[0005] Therefore, in accordance with the present invention there is a posterior dynamic spinal stabilization system that is intended, for example, for the thoracic, cervical or lumbar sections of the spinal column and which provides a positive, yet flexible means of stabilizing the posterior of the spinal column. The stabilization system of the present invention can, therefore, allow the spinal column to regain its natural motion, that is, the present system can allow the spinal column to move with ranges of natural motion such as, preferably, movement in rotation to range from about greater than 0 to about 30 degrees, in medial / lateral motion in the range from about greater than 0 to about 45 degrees and for anterior / posterior (flexion / extension) in the range from about greater than 0 to about 120 degrees and, more preferably, movement in medial / lateral motion in the range from about greater than 0 to about 5 degrees and for anterior / posterior (flexion / extension) in the range from about greater than 0 to about 12 degrees. The present stabilization system can be used where there is a natural or artificial disc intermediate adjacent vertebrae, where there is a fusion cage or even where a spacer, including a multi-axial spacer, is utilized.
[0010] The aforedescribed flexible shafts have the added advantage in that the degree of flexibility can be designed into the particular flexible shaft, that is, the flexibility of the shaft can be designed so as to be predetermined by selecting among a number of parameters, such as but not limited to changing the spacing of the slots, selecting the material for making the flexible shaft or changing the cross section of the shaft and any one or more of those selections can be made to design into the flexible shaft, the flexibility that is desired in the ultimate stabilization system. Accordingly, the amount of flexibility of the stabilization system can be designed in accordance with the needs of the particular spinal column. In addition, with a monolithic body, the flexible shaft has no moving components that could generate debris or fail mechanically.

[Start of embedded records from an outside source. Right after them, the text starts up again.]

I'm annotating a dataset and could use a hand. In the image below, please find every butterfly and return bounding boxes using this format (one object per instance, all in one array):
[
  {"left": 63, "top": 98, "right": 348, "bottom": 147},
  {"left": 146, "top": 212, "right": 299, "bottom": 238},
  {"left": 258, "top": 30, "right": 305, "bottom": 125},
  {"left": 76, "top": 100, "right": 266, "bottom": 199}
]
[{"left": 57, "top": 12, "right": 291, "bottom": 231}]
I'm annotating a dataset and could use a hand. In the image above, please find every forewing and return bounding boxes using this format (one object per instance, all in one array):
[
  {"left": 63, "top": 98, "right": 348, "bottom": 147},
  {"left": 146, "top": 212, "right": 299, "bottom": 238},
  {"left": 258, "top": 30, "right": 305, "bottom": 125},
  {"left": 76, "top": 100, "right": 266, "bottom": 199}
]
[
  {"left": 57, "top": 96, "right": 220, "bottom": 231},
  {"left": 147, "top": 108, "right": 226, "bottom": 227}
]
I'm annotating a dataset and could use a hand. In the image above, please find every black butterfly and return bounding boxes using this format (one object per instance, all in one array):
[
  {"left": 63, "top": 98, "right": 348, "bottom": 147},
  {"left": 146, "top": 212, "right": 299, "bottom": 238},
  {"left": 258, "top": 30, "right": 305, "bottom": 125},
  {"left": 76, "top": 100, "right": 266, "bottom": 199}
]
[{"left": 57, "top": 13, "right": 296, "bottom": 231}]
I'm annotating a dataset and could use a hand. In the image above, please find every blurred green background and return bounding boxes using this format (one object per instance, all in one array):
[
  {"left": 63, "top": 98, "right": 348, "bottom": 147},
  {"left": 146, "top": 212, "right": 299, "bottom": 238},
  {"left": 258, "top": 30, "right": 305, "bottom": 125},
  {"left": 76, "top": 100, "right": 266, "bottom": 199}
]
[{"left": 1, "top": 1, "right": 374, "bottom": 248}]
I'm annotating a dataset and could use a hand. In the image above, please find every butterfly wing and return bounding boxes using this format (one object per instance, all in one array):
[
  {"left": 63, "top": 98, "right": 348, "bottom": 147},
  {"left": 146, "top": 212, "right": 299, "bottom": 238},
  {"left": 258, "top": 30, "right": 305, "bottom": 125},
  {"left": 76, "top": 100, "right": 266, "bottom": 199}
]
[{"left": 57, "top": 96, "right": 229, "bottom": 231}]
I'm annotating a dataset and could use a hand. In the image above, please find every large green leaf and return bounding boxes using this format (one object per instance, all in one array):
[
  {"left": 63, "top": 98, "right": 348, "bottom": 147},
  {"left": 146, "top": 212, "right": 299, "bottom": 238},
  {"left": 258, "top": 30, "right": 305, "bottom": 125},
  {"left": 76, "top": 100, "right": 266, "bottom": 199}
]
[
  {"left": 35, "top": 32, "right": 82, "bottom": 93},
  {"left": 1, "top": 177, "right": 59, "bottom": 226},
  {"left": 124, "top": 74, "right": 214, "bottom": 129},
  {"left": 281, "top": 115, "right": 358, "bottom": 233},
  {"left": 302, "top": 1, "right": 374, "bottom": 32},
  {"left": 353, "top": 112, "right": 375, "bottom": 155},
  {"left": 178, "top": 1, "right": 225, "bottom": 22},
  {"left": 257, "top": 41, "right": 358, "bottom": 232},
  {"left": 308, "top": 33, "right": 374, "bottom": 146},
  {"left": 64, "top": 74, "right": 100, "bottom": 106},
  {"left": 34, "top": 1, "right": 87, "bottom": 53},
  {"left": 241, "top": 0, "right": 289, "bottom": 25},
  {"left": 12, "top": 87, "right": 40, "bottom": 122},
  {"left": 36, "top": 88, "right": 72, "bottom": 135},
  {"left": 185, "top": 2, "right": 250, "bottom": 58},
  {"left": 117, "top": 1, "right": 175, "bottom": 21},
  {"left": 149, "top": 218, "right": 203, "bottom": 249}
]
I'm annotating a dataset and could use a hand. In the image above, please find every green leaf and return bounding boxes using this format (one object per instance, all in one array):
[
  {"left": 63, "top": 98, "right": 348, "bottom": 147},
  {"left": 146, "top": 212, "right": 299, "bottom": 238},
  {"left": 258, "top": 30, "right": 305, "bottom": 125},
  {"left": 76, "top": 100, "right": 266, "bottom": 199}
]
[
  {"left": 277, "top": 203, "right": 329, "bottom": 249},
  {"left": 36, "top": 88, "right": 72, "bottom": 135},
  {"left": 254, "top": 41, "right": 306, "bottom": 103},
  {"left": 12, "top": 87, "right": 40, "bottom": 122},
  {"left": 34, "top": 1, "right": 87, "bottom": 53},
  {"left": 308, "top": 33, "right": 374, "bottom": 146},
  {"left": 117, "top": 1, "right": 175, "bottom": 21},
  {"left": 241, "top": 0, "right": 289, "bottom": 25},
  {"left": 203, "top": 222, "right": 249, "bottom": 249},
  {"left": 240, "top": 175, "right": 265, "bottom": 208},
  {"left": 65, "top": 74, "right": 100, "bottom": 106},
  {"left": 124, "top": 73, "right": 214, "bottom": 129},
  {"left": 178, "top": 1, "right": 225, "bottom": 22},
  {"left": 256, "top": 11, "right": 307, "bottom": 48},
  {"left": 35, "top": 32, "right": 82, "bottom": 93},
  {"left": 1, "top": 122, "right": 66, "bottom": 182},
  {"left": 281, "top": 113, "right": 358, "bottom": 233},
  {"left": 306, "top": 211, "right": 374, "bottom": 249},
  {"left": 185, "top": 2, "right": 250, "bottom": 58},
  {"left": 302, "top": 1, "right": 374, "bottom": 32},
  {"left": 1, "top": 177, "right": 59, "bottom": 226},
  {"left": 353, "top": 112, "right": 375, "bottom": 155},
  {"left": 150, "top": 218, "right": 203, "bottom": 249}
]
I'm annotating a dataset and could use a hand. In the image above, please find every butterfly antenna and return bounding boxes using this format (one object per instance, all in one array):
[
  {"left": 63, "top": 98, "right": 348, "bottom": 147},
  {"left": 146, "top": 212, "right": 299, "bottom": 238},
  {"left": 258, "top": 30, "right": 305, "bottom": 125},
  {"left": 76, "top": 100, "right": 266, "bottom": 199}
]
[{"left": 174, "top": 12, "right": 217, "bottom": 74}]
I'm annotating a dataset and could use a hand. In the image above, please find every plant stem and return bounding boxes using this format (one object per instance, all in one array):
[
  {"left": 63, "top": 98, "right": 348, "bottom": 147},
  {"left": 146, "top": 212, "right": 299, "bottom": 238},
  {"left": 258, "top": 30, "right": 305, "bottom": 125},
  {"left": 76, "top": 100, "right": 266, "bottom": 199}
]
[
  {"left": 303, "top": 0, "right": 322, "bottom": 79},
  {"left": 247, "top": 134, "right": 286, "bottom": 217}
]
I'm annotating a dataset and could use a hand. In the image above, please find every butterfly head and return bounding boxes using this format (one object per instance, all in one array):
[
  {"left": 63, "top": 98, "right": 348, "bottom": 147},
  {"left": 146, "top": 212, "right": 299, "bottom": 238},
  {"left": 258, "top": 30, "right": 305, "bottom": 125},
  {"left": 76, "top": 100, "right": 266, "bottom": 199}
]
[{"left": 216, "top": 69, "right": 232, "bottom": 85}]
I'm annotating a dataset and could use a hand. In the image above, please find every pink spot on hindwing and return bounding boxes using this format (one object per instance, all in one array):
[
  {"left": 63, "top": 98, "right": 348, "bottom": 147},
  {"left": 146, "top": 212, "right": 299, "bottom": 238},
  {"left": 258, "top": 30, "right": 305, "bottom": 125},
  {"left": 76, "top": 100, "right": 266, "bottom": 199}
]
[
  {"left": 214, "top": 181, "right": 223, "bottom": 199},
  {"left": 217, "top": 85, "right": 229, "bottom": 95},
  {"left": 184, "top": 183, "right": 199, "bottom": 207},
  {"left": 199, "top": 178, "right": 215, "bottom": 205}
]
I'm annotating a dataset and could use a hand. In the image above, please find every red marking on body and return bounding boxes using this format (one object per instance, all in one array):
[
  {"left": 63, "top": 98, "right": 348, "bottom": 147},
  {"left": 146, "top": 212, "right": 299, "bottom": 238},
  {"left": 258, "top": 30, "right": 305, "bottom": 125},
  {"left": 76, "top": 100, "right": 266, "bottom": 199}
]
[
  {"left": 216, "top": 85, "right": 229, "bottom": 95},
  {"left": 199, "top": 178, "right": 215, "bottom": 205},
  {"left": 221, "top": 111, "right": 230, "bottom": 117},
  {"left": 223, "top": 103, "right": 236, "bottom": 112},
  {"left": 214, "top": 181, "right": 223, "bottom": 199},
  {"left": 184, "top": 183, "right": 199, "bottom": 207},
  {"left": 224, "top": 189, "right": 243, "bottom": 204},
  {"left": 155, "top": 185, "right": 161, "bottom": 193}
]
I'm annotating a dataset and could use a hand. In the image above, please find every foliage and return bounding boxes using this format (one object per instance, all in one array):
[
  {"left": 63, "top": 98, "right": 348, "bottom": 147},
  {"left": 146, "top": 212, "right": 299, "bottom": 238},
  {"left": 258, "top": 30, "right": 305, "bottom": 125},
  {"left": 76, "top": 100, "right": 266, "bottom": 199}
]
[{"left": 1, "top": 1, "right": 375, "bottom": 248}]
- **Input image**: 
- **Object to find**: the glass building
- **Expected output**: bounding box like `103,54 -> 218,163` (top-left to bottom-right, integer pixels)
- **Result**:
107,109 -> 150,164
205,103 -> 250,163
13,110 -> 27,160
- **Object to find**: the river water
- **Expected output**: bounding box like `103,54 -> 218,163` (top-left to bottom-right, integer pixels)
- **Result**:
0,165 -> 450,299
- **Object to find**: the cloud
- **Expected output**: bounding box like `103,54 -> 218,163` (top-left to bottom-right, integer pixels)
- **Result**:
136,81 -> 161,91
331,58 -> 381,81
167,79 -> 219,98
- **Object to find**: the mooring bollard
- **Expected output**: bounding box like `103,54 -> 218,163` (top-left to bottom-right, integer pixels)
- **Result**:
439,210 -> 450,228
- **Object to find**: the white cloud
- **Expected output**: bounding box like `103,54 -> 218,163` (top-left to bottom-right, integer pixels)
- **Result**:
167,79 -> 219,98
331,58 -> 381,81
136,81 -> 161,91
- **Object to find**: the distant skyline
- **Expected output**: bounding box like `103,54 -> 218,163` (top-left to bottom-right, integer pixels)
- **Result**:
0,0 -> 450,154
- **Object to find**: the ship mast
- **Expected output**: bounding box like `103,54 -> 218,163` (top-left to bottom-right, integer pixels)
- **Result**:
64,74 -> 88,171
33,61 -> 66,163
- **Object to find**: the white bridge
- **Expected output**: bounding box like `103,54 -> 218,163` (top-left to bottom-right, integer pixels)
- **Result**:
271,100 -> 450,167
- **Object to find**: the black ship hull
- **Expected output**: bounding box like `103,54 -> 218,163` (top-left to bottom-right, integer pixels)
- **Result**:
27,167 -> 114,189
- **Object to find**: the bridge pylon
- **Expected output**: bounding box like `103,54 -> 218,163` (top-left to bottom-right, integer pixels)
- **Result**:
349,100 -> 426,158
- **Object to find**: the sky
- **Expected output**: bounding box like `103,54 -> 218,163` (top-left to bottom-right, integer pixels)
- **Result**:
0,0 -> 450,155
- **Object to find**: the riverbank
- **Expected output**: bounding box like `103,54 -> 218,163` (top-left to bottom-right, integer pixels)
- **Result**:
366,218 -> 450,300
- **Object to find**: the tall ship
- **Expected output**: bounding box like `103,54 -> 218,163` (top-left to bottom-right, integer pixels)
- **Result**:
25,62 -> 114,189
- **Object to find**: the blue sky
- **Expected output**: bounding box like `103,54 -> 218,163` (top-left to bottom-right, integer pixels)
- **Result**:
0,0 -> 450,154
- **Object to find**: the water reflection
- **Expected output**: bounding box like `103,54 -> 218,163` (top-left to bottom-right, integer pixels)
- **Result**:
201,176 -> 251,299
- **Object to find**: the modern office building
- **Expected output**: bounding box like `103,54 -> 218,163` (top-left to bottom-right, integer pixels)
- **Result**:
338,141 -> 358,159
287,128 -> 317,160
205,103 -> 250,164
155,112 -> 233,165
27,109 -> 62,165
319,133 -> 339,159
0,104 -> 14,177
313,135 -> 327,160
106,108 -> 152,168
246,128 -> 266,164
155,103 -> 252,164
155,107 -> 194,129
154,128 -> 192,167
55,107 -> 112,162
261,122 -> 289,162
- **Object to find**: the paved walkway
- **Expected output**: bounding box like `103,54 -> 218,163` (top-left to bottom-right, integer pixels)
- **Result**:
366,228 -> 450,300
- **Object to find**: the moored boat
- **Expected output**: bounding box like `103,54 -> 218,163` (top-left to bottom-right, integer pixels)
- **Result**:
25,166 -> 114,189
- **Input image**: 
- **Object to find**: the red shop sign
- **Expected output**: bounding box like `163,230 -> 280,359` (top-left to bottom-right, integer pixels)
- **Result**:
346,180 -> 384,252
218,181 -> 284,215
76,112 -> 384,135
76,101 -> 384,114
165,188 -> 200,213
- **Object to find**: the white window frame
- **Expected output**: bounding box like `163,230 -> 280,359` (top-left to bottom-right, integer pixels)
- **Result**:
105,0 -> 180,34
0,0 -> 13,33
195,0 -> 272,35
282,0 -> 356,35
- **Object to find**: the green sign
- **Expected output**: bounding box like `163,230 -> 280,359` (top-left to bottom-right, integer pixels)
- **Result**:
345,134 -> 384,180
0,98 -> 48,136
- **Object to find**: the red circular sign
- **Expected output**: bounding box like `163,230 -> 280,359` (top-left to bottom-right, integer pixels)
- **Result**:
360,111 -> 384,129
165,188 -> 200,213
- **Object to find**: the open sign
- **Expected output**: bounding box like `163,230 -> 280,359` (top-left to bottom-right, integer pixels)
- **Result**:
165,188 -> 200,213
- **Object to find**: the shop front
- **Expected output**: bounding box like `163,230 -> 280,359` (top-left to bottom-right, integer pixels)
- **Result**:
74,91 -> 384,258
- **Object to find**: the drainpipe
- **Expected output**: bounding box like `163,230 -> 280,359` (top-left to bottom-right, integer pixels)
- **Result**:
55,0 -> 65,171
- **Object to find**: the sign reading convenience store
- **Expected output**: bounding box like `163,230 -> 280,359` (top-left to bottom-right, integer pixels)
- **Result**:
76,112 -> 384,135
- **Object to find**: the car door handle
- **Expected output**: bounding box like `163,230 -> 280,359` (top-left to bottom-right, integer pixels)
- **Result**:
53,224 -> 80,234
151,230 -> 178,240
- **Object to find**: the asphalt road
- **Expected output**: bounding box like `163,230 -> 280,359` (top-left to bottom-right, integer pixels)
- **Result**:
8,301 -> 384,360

[0011] Not only can the flexibility of the flexible shaft be predetermined to a desired flexure as a uniform movement, but due to the manufacturing methods of the aforedescribed flexible shafts, the amount or degree of stiffness or flexure of the shaft may vary depending upon the direction of that flexing, that is, the flexibility of the flexible shaft may be different depending on the direction of the flexing of the shaft. As such, the flexibility of the flexible shaft may allow movement of the patient side to side having different flexibility than the front to back movement and the like, so that the degree of flexibility of the spinal column can be customized in accordance with the desire of the physician in returning the patient to the normal natural motion of the spinal column.
[0016] In attaching the flexible shaft to the external head ends of the anchoring members, the flexible shaft can be pre-bent to a desired bend orientation. The flexible shaft can be pre-bent to achieve varying degrees of lordosis (backward curvature) or kyphosis (forward curvature) prior to being affixed to the anchoring members and also the curvature of the flexible member depends upon the location along the spinal column, i.e. the cervical region would have a kyphotic curve while the lumbar region would have a lordotic curve. Thus, once installed to the vertebrae, the flexible shaft will provide the proper, desired curvature for the spinal column.
[0017] The actual placement of the flexible shaft in making up the dynamic stabilization system may also be by differing means. For example, the procedure can be minimally invasive such as by installing the flexible shaft by means of a guide wire through one or more small incisions in the patient. That guide wire itself can be shaped into the preferred curvature, that is, the flexible shaft can be slid over a lordotic configured guide wire as the flexible shaft passes over the guide wire. Alternatively, if the present dynamic stabilization system is installed during major surgery to install, for example, a replacement disc, the patient is already fully accessible for installation of the dynamic stabilization system.